After obtaining his law degree, Nazeer enrolled as an advocate in 1983 and practised at the Karnataka High Court in Bangalore. In May 2003, he was appointed as an additional judge of the Karnataka High Court. He was later appointed a permanent judge of the same High Court. In February 2017, while serving as a judge of the Karnataka High Court, Nazeer was elevated to the Supreme Court of India. He became only the third judge ever to be elevated in this way, without first becoming the chief justice of some high court.

While serving on the Supreme Court, Nazeer was the lone Muslim judge in a multi-faith bench which heard the controversial Triple Talaq case in 2017. Though Nazeer and one other judge upheld the validity of the practice of Triple Talaq (Talaq-e-Biddat) based on the fact that it is permissible under Muslim Sharia Law, the majority view of the bench by 3–2 and asked the Central government to bring legislation in six months to govern marriage and divorce in the Muslim community. The court said until the government formulates a law regarding triple talaq, there would be an injunction on husbands pronouncing triple talaq on their wives.
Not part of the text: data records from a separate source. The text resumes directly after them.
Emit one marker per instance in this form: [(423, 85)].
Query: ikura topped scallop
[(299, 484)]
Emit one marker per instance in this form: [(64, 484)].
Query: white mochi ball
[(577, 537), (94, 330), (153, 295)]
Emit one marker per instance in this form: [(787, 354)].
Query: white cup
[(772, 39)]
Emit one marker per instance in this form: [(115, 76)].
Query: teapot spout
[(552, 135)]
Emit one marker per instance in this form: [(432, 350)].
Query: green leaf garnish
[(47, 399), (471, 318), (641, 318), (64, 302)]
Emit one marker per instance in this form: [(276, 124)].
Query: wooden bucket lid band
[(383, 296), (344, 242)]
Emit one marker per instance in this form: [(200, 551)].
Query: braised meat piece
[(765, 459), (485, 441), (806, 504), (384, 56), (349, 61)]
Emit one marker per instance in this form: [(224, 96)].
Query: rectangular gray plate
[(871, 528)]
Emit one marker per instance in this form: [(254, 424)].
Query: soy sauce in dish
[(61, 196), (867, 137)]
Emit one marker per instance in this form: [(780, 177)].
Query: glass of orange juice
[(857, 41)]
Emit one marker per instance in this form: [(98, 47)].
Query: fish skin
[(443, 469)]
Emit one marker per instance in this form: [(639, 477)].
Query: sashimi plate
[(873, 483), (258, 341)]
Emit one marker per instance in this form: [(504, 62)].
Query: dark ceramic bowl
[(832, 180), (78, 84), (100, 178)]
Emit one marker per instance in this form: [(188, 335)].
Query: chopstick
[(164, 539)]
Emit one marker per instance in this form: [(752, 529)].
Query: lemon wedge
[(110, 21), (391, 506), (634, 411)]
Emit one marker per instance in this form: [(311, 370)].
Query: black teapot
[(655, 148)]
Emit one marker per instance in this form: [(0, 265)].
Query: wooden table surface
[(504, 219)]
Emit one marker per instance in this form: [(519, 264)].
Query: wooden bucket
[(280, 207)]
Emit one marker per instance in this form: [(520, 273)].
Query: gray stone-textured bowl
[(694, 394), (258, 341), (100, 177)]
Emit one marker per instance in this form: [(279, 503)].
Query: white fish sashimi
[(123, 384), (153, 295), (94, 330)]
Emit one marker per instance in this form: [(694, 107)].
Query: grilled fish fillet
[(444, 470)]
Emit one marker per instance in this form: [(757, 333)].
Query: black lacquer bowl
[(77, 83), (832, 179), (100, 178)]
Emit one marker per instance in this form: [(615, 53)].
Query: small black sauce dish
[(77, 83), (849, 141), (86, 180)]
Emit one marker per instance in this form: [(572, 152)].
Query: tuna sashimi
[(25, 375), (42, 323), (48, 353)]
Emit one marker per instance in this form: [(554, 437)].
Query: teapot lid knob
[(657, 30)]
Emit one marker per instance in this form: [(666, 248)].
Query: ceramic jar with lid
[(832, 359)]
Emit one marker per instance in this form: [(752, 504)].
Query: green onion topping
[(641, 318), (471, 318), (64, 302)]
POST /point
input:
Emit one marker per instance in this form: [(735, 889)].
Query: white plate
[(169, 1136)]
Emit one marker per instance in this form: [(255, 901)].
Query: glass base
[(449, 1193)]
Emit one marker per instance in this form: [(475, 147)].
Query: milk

He was also part of the five-judge bench of the 2019 Supreme Court verdict on Ayodhya dispute. He upheld the report of ASI, which stated the existence of a Hindu structure in the disputed region. He gave the verdict in favour of Ram Mandir thus ending the years-long dispute with a 5-0 verdict.

In the months leading up to his retirement, Nazeer led a constitution bench that heard cases about the 2016 Indian banknote demonetisation carried out by the Government of India. He retired on 4 January 2023.

== Governorships (2023- present) ==
On 12 February 2023, the President of India appointed Nazeer as the 24th governor of Andhra Pradesh, succeeding Biswabhusan Harichandan.